One place he’s applied these skills at Insperity is in navigating the tensions between divisions of Sales and Operations. When Arizpe moved from Vice President of Sales to Executive Vice President of Client Services (or Operations) at Insperity he insightfully notes, “I went from making the promises to the customer in sales, to having to fulfill those promises in operations.” With his sales background, Arizpe had unique insights (for an operations lead) into the organically occurring frictions that often arise between Sales and Ops. He leveraged these insights to build more collaborative teams and relationships, requiring that operations personnel spent some time in the shoes of the sales team, and vice versa. To this day these teams boast an uncommon mutual respect and appreciation, linking these areas of the company in a unique and unprecedented way.
Know your audience – don’t settle
Insperity is a premier PEO that provides premium services to premium clients. For the company, the ‘premier’ label is more than a branding tactic. It’s a concept they take seriously from the quality of services they provide to the prerequisite expectations for potential and active clients. “We take pride in working with business owners who have a ‘getting better agenda.’” Arizpe expands, “the psychographic profile of our ideal client is specific; we work with folks who want to pay people more and provide the best benefits, not those looking to do the bare minimum in compensating their employees.”
Practically speaking, Arizpe and the team at Insperity help empower these like-minded organizations to achieve an employee-centric outlook. Working with business from 5-5,000 employees, they provide administrative relief and comprehensive HR Resources. And by pooling the 300,000 employees represented under their umbrella, Insperity can pursue better benefits and reduced operational costs they pass on to their clients. The results are significant, “by working as a part of our network, a 30-person company is empowered to compete with big businesses for talent; and companies are encouraged to offer better benefit and compensation packages to their teams.” With 90 offices across the country, Arizpe’s shared excitement with his employees is still so high – “there is still tremendous opportunity for growth, to better the companies and communities we serve.”
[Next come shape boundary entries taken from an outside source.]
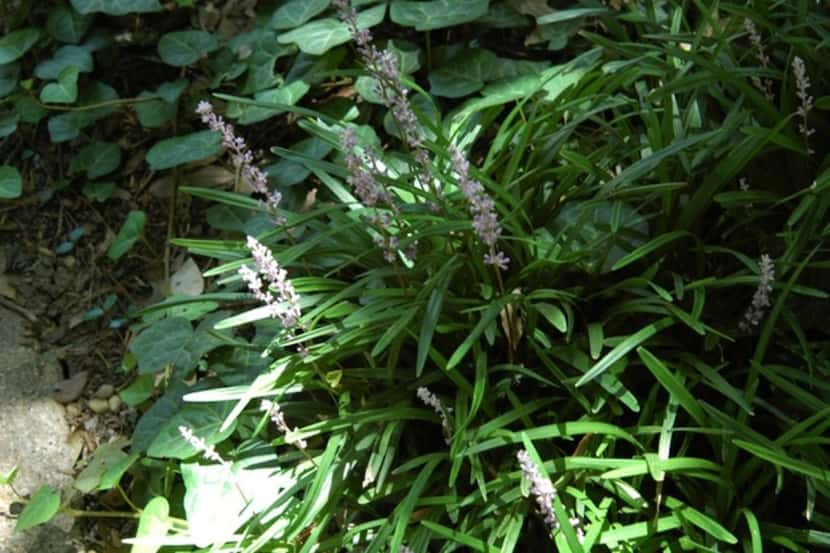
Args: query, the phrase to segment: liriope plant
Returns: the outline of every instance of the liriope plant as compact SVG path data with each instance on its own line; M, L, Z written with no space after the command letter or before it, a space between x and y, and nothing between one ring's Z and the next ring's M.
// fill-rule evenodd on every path
M148 449L179 461L186 526L137 542L828 543L830 367L811 309L828 299L830 173L811 161L810 99L826 75L764 44L774 22L789 44L821 15L773 6L750 27L736 4L631 3L520 93L445 113L337 6L382 111L293 108L333 152L275 148L313 176L304 211L186 189L270 222L177 240L219 260L215 291L145 313L246 306L210 320L221 345L199 383L174 373L139 425L188 406ZM807 169L773 181L774 159Z

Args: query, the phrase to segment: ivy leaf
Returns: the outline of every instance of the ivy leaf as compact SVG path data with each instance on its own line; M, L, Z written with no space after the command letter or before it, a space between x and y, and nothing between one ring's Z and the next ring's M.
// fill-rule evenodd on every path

Arizpe was a Mays Business School student before Mays was Mays, but got to see the tradition carried forward in his own family as his daughter went on to be a Mays student. His ability to cultivate meaningful relationships and prioritize family are evidenced in his 40+ year marriage; closeness with his four children (three of whom work at Insperity); and the joy he takes in his nine grandchildren.
Asked about retirement he was quick to note he doesn’t have a set date, and that steady work ethic holds strong. While he knows the moment will come to step aside to give others the opportunity to lead, he’s not rushing it. “I’ll retire when it’s not fun anymore,” he pauses. “As long as it’s fun and I still feel like I’m making a difference, I want to be here.”